42.Avoiding an attitude of superiority: Dale Carnegie‟s book, “How to Win Friends and Influence People” is perhaps the finest book on interpersonal skills. The principles underlying that book are essentially the same as what is stated earlier. When one assumes a posture of superiority over another, the other is being belittled. It is not necessary to adopt such a posture even when one is instructing one‟s sub-ordinate. That is humiliating. Nobody likes to be humiliated.

43.Focus on the task / behaviour, not the person: It is necessary to advise a sub-ordinate that the way he does his job needs to improve. It can be done without suggestions and innuendos to the effect that he, as a person, is no good. Managers usually feel that such advice will be resented. Such advice is resented only when it is perceived to imply that he, as a person, is no good. He does not have to be made to feel guilty or ashamed for whatever he had done. If that happens, he will start defending himself.

44.Communication of caring: A very effective technique in interpersonal transactions is to convey messages that there is concern for the other person. If the interpersonal transaction is such as to focus on the interests of the other person, then there is a communication of “concern”, of caring. That is a very powerful message to strengthen relationships. Nobody fails to respond to one who cares.

45.Listen to people: Listening to people is very supportive of self-worth. Listen to what they say and also to what they do not say. Listen to their feelings. Try to know what is disturbing them. Give them information, if that is what they need. Offer them help, if it is within your capability.

46.Be considerate: If a person is doing something, do not rush him for something else. Wait till he is free. It is this timing that makes the difference between being seen as helpful or interference. Do not insist or demand that you are entitled to prior or immediate attention. Do not suggest that he does not know his priorities. Do not suggest that he does not know the proper ways of handling his job or responsibilities. These are statements that deny him his self-worth.

47.Criticise when alone: Do not contradict or criticise others when third parties are around. To lose face before others is very disturbing. Openness is necessary in a group. But not when outsiders are present. The open exchange between members of the group even if not critical may not be understood by outsiders.

 Adoption of Technology

48.Classification of various technologies available: Internet, emails, telephone / mobile phone, fax machine, computers / laptops, personal digital assistance, conferencing tools both for audio and video, intranet, blogs, podcasts, etc. the list is endless and ever evolving.

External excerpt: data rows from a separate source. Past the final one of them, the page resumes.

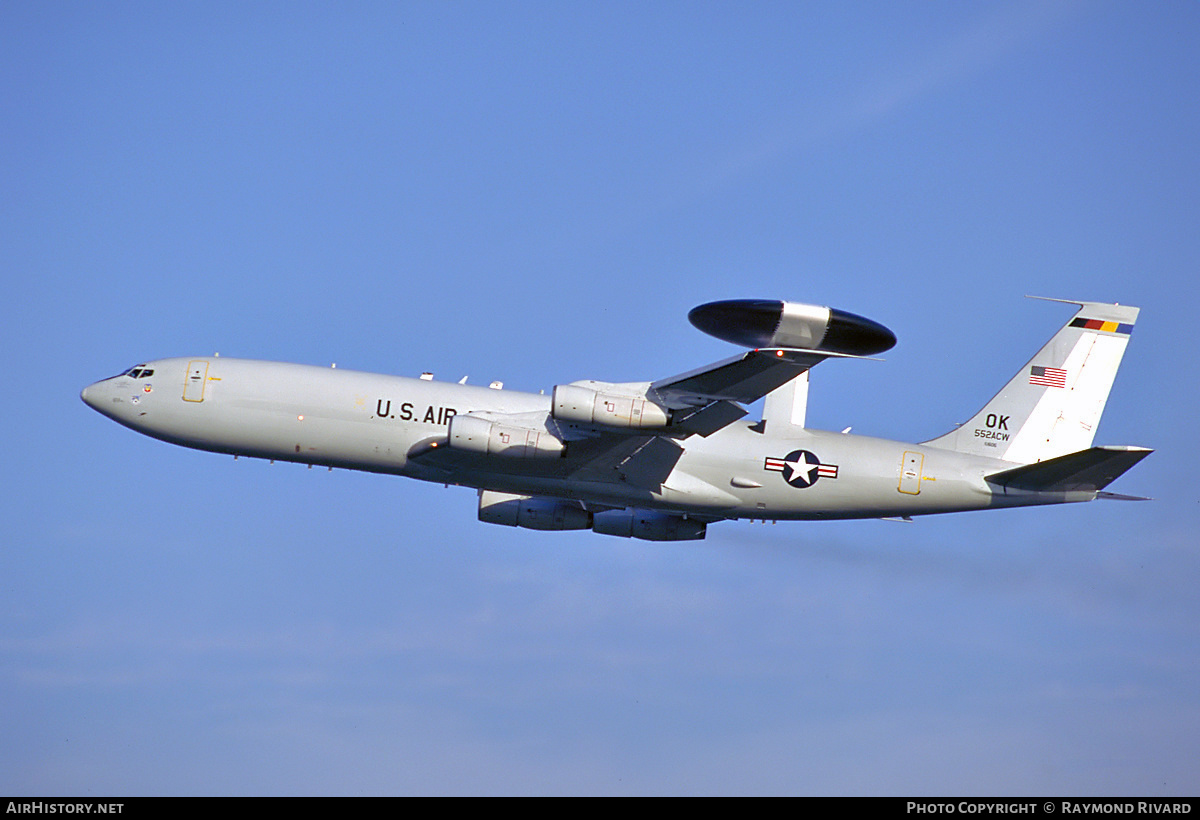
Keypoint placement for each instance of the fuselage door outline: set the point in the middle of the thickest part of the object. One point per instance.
(910, 472)
(197, 377)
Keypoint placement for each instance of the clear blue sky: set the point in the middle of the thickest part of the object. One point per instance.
(538, 192)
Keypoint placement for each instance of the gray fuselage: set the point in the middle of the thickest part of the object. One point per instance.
(390, 424)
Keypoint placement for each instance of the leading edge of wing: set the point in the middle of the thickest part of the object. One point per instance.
(742, 378)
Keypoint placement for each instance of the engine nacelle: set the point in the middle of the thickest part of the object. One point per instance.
(767, 323)
(648, 525)
(593, 405)
(532, 513)
(477, 435)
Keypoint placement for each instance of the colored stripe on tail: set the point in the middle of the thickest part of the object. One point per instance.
(1053, 406)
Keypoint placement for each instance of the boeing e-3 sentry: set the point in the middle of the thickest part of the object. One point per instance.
(661, 460)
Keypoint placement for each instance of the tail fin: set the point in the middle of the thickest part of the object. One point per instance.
(1054, 403)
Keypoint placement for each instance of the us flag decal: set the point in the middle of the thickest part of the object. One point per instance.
(1048, 377)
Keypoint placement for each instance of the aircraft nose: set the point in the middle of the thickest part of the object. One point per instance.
(90, 395)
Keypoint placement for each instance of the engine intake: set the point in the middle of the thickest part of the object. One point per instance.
(477, 435)
(532, 513)
(648, 525)
(587, 405)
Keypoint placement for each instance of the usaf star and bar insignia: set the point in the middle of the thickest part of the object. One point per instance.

There are both advantages and disadvantages of using modern communications tools.

48.1)The advantages are:

  • Real time response
  • Cutting down on cost e.g. travel costs come down considerably Wide reach
  • Collaboration among the team members i.e. team members can simultaneously work on the same project and integrate the same later.
  • Distances have shrunk
  • Time zones have become immaterial.
  • Employees can work from their own space at their own pace and at a time convenient for them.

48.2) The disadvantages are:

  • There is an information over load Work-life balance is affected
  • Security of documents, correspondence, records, etc. is under Cyber Threat.
  • Connectivity issues still plague the globe
  • Change in technology happens at a very fast rate putting pressure on employees to keep updating their skills constantly.
  • The human touch is slowly vanishing.